Up until I grew out the chemicals, my only run-in with my natural hair was what I considered my troublesome new growth's waterwaves peering out from my crunchy straight hair, signaling it was time again for a touchup.
At twenty-six, I didn't know what my real hair looked like. My tightly curly hair had been permed since childhood. And the only time I thought I'd experienced it was as a Frankenhair mixture of a Jheri curl over a straightener over my natural curls, giving me the fabled Mushroom Head that grew larger and larger like a swollen sponge over the summer I had it.
After this experience with my hair, and the sinking feeling I got as a young, easily mortified teen when looking at the photos of my giant balloon head, I wasn't too eager to go through that again.

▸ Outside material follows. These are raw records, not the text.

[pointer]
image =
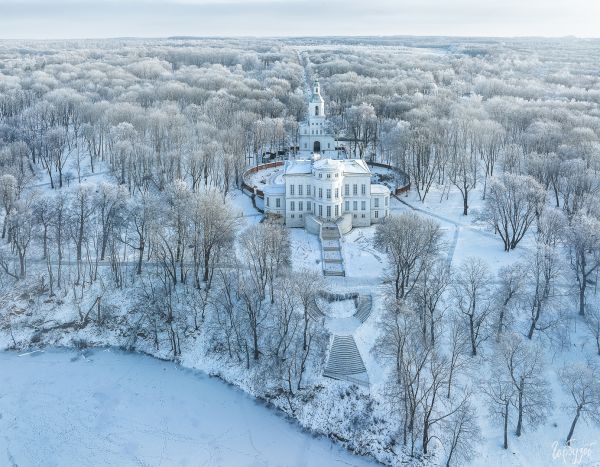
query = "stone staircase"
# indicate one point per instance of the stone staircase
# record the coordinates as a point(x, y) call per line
point(364, 303)
point(345, 362)
point(331, 250)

I really hated the relaxers and how they made my hair break apart, but I felt that my own hair would erupt as it grew out, exploding open in slow motion frizz until I couldn't get through doorways anymore. Basically, I felt I had no choice. So I spent most of my life looking for wonder products to undo the damage the chemicals did. But the reality is there is nothing but scissors that can take away the fatally damaged hair once the chemicals have been used.
My mom, who is African-American, could grow her permed hair down her back when she was younger. So I thought I just had to find what she had done, and I, too, could have long, straight hair. Unfortunately, she couldn't remember how her mom (who took care of my mom's hair because it was such a procedure to wash and care for it) got it to grow so long. What I didn't realize is that my mom has individually thicker strands of hair that can better withstand the brutal chemicals than mine. I, on the other hand, have spiderweb thin individual strands of hair. So they literally partially dissolved when I put on the chemicals.

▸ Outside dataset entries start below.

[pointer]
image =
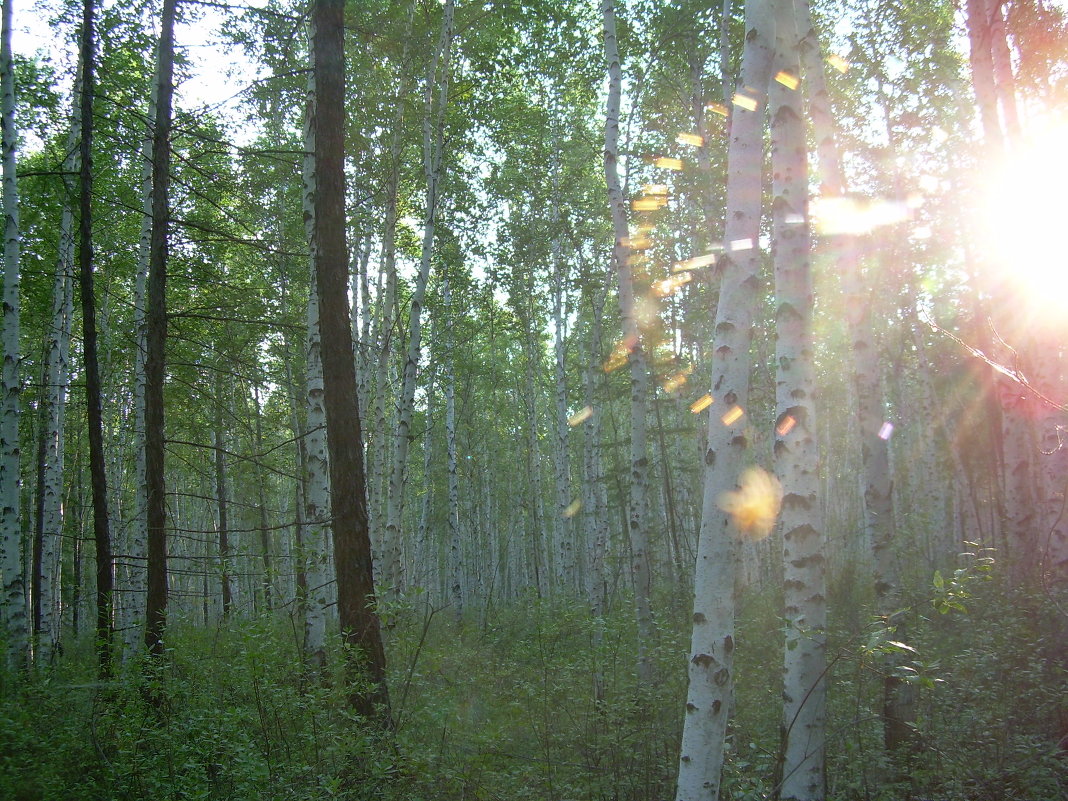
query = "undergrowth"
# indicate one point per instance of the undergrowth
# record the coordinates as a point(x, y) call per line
point(508, 709)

The thing that changed it for me was finding the book Good Hair: For Colored Girls Who've Considered Weaves When the Chemicals Became too Ruff by Lonnice Brittenum Bonner. Here was a woman with hair curlier than mine, and she grew out her chemicals (luckily, I didn't notice at the time her mentioning she still used a texturizer in her hair). I figured if she could do it, so could I.
In Good Hair, Bonner cut off all her permed hair and started fresh. Definitely the recommended way to go. But I didn't want to have such short hair. Hair was (is) a big part of my identity, and I didn't want almost no hair. So I chose to grow it out. How hard could it be? I thought cavalierly to myself. I'd been dealing with the chemical hair all along. That was a known quantity. This process would just introduce a new kind of hair in addition to the familiar hair. That didn't seem so bad.

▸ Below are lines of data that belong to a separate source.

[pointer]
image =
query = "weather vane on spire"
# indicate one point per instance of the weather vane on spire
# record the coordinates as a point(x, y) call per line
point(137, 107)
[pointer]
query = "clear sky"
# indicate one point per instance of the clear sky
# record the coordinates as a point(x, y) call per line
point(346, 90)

I washed, combed, and set my hair every week in about twenty or so two-strand twists. I'd let them dry, sleep in them overnight, and untwist them in the morning for a headful of spirals the rest of the week. At night I'd pull my hair back in a bun—not too tight—for fear of smashing the spirals.
And this was fine for the first few months.
Then The Mat arrived.
When I combed my hair, the comb halted at my scalp and wouldn't budge. Every week it got thicker and stronger, as if it were calling in reinforcements. It grew ferocious and puffy at the back of my head. When I prodded it back there, it seemed like something had decided to build an insulated nest, especially packed at the top, back of my head. Now it took me three hours to get through my barely shoulder-length hair, and put it in twists. Every week was a painful session to work my way through the mat, slowly, toes clenched from the pain of having to comb out something so tightly tangled, so close to my scalp. What if this was my natural hair? If it was this bad at two inches of new growth, what would six inches bring?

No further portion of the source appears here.